Not content with violence in Israel alone, Chairman Arafat, through his false portrayal of the present conflict as a clash of religions, has also triggered a spate of international anti-semitic incidents, including in Australia.
I have no wish to trivialize or diminish in any way the suffering of the Palestinian people. We were all rightly moved at the sight of a twelve year old Palestinian boy, cowering in fright and then dying in crossfire. But who bears the responsibility for exposing Palestinian children to such mortal danger? Who initiated the firing and then sought to capitalise on the deaths of these innocent children to incite even more violence? These are questions you will not hear asked on CNN and the BBC.
And yet, notwithstanding the violence, the terror and the many setbacks, we live in hope, indeed, beyond hope, we are confident that one day there will be a peaceful resolution of the Israeli-Palestinian conflict. The alternative is unthinkable - interminable, continuing cycles of bloodshed and violence. Indeed, Ehud Barak, during my recent visit to Israel, made it clear at our meeting that, notwithstanding the violence, and the steps needed to counter the violence, Israel remains committed to negotiating a peaceful resolution of the Palestinian conflict.
Yes, Prime Minister Howard, you were right to call Israelis tenacious. It is the tenacity of a people who have survived attempted annihilation, and the tenacity of a people in pursuit of a just peace with the weary persistence of those who seek to co?exist securely without violence.
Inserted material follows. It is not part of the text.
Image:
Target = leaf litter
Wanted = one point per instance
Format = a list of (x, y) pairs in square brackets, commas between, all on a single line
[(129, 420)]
In all of this we know we can count on the fair minded friendship of Australia and of John Howard. Over the decades, Prime Minister, you have built strong personal relationships with many members of our community. You are conversant with the work of the United Israel Appeal in the rescue and resettlement of Jews in peril in the former Soviet Union and Yugoslavia and in Ethiopia. When we are concerned and seek your time, you listen and you care, even when you don't agree. In a word, a Yiddish word, you are a "mensch".